Corners for Layout: End-to-End Layout Recovery from 360 Image

[paper] : Corners for Layout: End-to-End Layout Recovery from 360 Image

[TensorFlow] [Corners for Layout : PyTorch] [Equirectangular Convolutions : PyTorch]

Corners for Layout: End-to-End Layout Recovery from 360 Images

室内场景三维布局恢复问题是十多年来的一个核心研究课题。然而，仍有几个重大挑战尚未解决。在最相关的方法中，最先进的方法中有很大一部分对场景进行了隐式或显式的假设，例如盒形或曼哈顿布局。此外，目前的方法计算复杂，不适合实时应用，如机器人导航和AR/VR。
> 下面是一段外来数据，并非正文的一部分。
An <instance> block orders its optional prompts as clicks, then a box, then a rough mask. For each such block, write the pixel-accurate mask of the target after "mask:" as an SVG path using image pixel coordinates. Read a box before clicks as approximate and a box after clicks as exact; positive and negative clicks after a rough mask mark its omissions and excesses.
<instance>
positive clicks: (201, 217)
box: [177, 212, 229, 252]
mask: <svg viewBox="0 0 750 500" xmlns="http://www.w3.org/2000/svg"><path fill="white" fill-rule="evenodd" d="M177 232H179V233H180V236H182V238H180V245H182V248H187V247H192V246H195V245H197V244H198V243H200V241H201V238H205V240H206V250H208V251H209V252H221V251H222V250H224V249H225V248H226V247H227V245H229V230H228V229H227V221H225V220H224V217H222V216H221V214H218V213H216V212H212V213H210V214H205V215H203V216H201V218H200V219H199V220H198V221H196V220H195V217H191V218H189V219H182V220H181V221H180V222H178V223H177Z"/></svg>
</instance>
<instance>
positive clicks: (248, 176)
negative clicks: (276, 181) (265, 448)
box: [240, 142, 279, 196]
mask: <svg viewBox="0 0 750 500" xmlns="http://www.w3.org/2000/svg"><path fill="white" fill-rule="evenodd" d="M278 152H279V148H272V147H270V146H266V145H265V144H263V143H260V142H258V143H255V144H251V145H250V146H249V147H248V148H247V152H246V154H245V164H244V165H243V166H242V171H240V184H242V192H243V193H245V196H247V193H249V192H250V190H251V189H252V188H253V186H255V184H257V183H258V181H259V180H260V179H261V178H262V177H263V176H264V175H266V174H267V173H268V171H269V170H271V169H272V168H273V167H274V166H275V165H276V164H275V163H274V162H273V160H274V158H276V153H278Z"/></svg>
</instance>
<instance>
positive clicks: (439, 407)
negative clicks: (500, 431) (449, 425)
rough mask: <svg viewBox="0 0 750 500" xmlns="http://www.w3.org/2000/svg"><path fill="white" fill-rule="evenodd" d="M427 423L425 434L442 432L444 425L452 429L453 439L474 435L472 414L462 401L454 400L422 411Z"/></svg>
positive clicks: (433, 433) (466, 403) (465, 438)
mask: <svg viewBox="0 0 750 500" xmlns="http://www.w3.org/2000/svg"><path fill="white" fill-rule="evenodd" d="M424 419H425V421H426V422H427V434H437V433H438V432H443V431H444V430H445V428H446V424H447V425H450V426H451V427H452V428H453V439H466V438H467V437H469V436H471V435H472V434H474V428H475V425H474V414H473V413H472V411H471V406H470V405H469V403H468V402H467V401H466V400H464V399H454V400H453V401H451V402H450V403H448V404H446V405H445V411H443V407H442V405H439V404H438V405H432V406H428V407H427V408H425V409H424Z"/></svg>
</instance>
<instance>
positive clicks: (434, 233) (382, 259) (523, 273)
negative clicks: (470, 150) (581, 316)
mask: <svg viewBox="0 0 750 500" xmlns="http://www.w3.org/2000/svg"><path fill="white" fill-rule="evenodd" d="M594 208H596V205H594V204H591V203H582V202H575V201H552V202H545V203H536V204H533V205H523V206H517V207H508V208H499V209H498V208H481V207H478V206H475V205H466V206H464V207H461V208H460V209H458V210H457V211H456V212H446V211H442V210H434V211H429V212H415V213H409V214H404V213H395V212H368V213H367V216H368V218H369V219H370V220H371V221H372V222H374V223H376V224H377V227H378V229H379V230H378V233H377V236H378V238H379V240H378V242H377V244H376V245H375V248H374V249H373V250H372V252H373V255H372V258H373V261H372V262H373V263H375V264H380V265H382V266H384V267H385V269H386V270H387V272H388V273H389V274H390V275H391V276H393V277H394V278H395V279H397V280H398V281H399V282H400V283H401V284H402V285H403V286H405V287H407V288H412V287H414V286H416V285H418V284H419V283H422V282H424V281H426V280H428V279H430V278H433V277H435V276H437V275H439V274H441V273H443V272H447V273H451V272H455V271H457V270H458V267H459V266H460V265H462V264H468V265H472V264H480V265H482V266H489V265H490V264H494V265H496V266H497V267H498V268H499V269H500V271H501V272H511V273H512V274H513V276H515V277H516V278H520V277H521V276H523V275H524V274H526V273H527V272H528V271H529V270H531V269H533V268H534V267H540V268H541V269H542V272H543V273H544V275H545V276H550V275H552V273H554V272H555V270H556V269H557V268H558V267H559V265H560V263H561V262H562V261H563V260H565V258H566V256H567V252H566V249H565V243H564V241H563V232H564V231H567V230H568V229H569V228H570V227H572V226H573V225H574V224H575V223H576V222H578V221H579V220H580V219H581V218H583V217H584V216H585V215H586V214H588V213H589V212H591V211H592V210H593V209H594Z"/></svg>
本文提出了CFL (用于布局的角)，这是第一个用于360图像三维布局恢复的端到端模型。实验结果表明，本文提出方法的性能优于目前的技术水平，对该系统的假设比其他工作更少，成本更低。文章还证明了，通过使用一种直接应用于球面投影的卷积Equirectangular Convolutions，该模型比传统方法更能推广到相机位置变化。

本博客关注卷积方面的内容，至于 layout 方面的研究，读者可以参考原文，这里跳过这些内容，直接介绍卷积操作。

Equirectangular Convolutions

Spherical images are receiving an increasing attention due to the growing number of omnidirectional sensors in drones, robots and autonomous cars. A na¨ıve application of convolutional networks to a equirectangular projection, is not, in principle, a good choice due to the space-varying distortions introduced by such projection.

由于无人机、机器人和自动驾驶汽车上的全向传感器越来越多，球形图像正受到越来越多的关注。一个简单的方法是应用卷积网络来实现 equirectangular 投影。但是原则上，不是一个好的选择，因为这是一个空间变化的扭曲投影（也就是说，随着空间位置的不同，扭曲程度也不同）。

In this section we present a convolution that we name EquiConv, which is defined in the spherical domain instead of the image domain and it is implicitly invariant to equirectangular representation distortions. The kernel in EquiConvs is defined as a spherical surface patch –see Figure 4.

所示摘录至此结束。